The model is trained by taking a window, \(w_s\), and all the features, \(n_{\text {features}}\), from each design in the training set and then combining them to predict the next \(n_{\text {features}}\)-length vector at the next timestep. For instance, providing the MBTR representing the first 40 timesteps of the MBTR as input will produce the MBTR for the 41st timestep by evaluating the learned pattern from the training dataset. This model takes 1378.5 s for training on a Tesla P100 PCIe 16 GB GPU with 28 2.4 GHz Intel Broadwell CPU cores and 230 GB of RAM.

Ensemble model

The second approach is described as an ensemble approach with an XGBoost regressor, by creating one model for each feature. The model works by training a window, \(w_s\), of each feature to predict the next timestep’s value for the respective feature. The difference from the previous approach is that one feature of each design is taken to learn the pattern from it instead of taking the whole \(n_{\text {features}}\) as input. As a result, it provides better predictability of the MBTR. Moreover, on the same hardware as the transformer model, the training time of this approach is 20.73 times faster. The architecture of this model is shown in Fig. 6b.
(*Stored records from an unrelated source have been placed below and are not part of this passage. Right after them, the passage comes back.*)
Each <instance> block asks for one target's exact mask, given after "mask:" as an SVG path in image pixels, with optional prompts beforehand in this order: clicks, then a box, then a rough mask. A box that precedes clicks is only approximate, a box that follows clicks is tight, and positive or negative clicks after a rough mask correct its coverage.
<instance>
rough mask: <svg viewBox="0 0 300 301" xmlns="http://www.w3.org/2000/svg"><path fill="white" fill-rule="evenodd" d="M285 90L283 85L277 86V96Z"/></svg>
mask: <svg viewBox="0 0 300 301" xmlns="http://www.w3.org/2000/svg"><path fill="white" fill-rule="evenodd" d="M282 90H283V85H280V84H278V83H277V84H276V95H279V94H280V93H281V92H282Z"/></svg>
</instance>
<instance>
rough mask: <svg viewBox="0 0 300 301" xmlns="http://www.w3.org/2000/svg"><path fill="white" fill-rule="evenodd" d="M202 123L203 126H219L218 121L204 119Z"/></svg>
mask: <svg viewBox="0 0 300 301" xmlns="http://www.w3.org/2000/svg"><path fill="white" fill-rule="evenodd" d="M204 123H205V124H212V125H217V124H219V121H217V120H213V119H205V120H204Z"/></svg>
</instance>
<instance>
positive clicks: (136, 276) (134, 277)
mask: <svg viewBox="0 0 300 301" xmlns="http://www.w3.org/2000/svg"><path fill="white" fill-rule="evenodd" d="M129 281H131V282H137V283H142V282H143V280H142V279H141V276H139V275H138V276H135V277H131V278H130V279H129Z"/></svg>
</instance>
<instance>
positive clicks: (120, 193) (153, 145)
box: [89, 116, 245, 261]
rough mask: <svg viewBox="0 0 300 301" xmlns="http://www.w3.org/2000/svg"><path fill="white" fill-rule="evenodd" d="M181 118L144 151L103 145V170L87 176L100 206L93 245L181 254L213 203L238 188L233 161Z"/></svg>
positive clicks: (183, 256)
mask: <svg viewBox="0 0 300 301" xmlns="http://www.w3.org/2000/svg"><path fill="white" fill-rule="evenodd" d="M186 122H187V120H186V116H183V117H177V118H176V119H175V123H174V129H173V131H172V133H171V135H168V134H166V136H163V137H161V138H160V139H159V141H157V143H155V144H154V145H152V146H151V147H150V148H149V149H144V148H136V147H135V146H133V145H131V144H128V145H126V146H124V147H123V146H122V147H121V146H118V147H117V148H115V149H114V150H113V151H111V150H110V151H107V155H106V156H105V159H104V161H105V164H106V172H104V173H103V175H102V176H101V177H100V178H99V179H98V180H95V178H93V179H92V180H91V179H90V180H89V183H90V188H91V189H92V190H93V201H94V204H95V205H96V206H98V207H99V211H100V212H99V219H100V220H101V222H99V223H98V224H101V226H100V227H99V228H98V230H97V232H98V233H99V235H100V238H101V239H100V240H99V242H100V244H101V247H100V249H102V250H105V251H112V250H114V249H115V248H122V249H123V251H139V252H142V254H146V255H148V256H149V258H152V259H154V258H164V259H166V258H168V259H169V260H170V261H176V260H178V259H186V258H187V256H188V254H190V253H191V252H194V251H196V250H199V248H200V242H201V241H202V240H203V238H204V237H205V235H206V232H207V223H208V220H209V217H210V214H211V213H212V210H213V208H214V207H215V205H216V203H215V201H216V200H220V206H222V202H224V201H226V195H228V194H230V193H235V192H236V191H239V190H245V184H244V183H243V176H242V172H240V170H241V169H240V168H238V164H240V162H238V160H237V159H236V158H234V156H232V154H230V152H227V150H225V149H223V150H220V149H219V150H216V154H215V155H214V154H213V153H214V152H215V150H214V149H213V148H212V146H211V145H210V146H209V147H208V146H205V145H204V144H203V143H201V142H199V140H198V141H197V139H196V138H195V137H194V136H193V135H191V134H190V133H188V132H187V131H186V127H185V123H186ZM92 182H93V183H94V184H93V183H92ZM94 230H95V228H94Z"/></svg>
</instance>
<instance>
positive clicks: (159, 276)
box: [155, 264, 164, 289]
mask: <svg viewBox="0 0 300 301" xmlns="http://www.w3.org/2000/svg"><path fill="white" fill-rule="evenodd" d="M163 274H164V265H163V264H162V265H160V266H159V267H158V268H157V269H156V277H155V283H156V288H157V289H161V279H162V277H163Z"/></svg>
For instance, providing the MBTRs representing the first 40 timesteps as input, the first model of the ensemble approach only predicts the value for the first feature. The function then iterates through the other features, and for each feature, the corresponding model predicts the value for the next timestep. Finally, all predicted results are combined into one MBTR vector for the target timestep.

SASA model

A limitation of using the MBTR is that the encoded data cannot be reverted to atomic coordinates. Therefore, it is not possible to calculate SASA values from the MBTR directly. However, as ML has the potential to identify and understand hidden relationships, we use a feedforward neural network to predict the continuous values of the SASA from the encoded data. The MBTR as the input data represents the state of the NP at one timestep. The training and testing datasets are divided in the same way as the time series model.

The proposed network consists of 4 dense layers: (i) an input layer with 256 neurons and ReLU as the activation function, accepts 72 MBTR features; (ii) 3 hidden layers, each with 256 neurons and ReLU as the activation function; and (iii) an output layer using a linear activation function on a single neuron suitable for the regression task. For training, the model iteratively passes over the whole training set 500 times, with a batch size of 32, and optimizes using the Adam algorithm at a learning rate of 0.0001. The resulting value represents the predicted SASA. The performance of this regression model is evaluated using the MAE error metric to evaluate how close the predictions are to the expected values in either direction. The architecture of the model is shown in Fig. 6c.